22.20 Uhr, die Polizei kommt. Vier Beamte gehen auf die etwa 70 Jugendlichen zu und fordern Sie auf, die Musik auszumachen und den Platz zu verlassen. Die jungen Leute gehen ohne Widerrede. Am Brückentor ist es jetzt leer. Zurück bleiben Glasscherben auf dem Pflaster und leere Flaschen auf Mauern und Bänken. Leere Becher für Mischgetränke und Einkaufstüten wehen umher. Nur zwei Meter entfernt stehen fast leere Mülleimer.
Nach rund zehn Minuten füllt sich der Platz am Brückentor wieder. Vereinzelt fliegen jetzt Flaschen auf die B 37. Ein betrunkener Jugendlicher fährt E-Roller und wirft ihn dann einfach mit voller Wucht aufs Pflaster. Um Mitternacht sind noch rund 50 Leute da. Die Luft ist raus, heute Abend passiert nicht mehr viel.
Samstag: Räumung ohne Widerrede
22 Uhr, keine Stimmung an der Alten Brücke. Es sind nur 20 Leute da. Vor dem "Holländer Hof" steht ein Auto des Kommunalen Ordnungsdiensts (KOD). Es ist leer, die KODler sind unterwegs. Es läuft Musik, aber nicht laut. Keiner schreit oder grölt. Die Schüler Max (17) und Sammy (16) erzählen, dass es ihnen Spaß macht, hier zu sein. Hier, wo sie Gleichgesinnte treffen. Und natürlich steht das Trinken im Vordergrund, denn dann passieren immer "lustige Sachen", sagen sie. Stört es sie, dass überall Müll herumliegt? "Die Stadt kümmert sich schon darum", sagt Sammy. Aber er findet es schlimm, "dass den Anwohnern in die Blumentöpfe gekotzt und gekackt wird".
Kurz vor 23 Uhr, ein Polizeiauto kommt über die Alte Brücke und hält direkt unter dem Brückentor. Vier Polizisten gehen auf die inzwischen größer gewordenen Gruppen zu und sagen ihnen, dass sie den Platz räumen müssen. Die Jugendlichen folgen der Aufforderung. Die Beamten gehen weiter in Richtung Untere Straße.
Dann legt sich ein Jugendlicher, offenbar völlig betrunken, vor das Hotel "Goldener Hecht". Seine Freunde kommen und sagen ihm: "Bleib normal, wenn die Polizei kommt." Doch die Polizei, die in der Nähe steht, interessiert sich gar nicht für ihn.
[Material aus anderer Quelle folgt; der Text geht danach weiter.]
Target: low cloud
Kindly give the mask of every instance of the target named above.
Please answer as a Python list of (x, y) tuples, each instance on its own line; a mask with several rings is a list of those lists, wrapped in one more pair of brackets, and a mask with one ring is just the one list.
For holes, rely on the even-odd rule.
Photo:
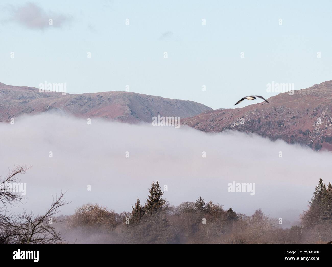
[(28, 2), (21, 6), (11, 6), (11, 17), (7, 22), (16, 22), (32, 30), (44, 30), (50, 27), (50, 19), (52, 20), (52, 26), (60, 27), (70, 21), (70, 17), (63, 14), (47, 12), (33, 2)]
[[(89, 202), (130, 211), (158, 180), (163, 188), (167, 185), (164, 196), (172, 204), (202, 196), (248, 215), (261, 208), (285, 223), (306, 209), (320, 177), (332, 181), (330, 153), (237, 132), (87, 121), (44, 113), (0, 123), (0, 174), (14, 165), (33, 166), (20, 177), (28, 198), (19, 209), (44, 212), (62, 190), (72, 201), (64, 214)], [(234, 181), (255, 183), (255, 194), (228, 192)]]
Die Beamten zeigen Präsenz, aber weil die Musik nicht laut ist und auch sonst wenig passiert, müssen sie nicht eingreifen.
23.30 Uhr, Untere Straße, ein angetrunkener 20-Jähriger ruft: "Voll leer. Hier ist ja überhaupt nichts los." Die Stimmung ist gedämpft. Auch Sammy und Max gefällt es heute nicht: viel zu wenig los. Um Mitternacht pöbelt ein Jugendlicher die Mitarbeiter des Restaurants "Der kleine Spanier", direkt am Brückentor, an. Ein Freund von ihm entschuldigt sich so: "Wir lieben Sie!" Die Angestellten nehmen es mit Humor, sie sind es gewöhnt. Noch einmal fährt die Polizei am Brückentor vorbei. Doch jetzt ist alles ruhig.
Sonntag: Viele Feiernde, wenig Polizei
22.45 Uhr, rund 200 Jugendliche sind an der Alten Brücke. Sie tanzen, sie trinken, sie reden. Alle paar Minuten hört man zerschmetternde Gläser. Die Polizei kommt immer wieder vorbeigefahren, aber deutlich seltener als noch am Samstag. Und die jungen Leute sind nicht dumm: Sobald einer die Ordnungshüter sieht, schalten sie einfach ihre Musik aus. Es ist ihre Strategie, um einem Platzverweis zu entgehen. Ein Katz-und-Maus-Spiel.
Als es zu regnen beginnt, gehen viele. Rund 40 Jugendliche sammeln sich unter dem Brückentor, um nicht nass zu werden. Die Polizei ist nicht zu sehen, die Musik wird aufgedreht. Kurz nach 23 Uhr kommt Nachschub: drei junge Leute mit Plastiktüten voller Spirituosen.
Doch der Regen wird stärker, der Platz leert sich nach und nach. Um 0.30 Uhr ist fast keiner mehr da. Die Anwohner der Alten Brücke haben ein vergleichsweise ruhiges Wochenende hinter sich gebracht.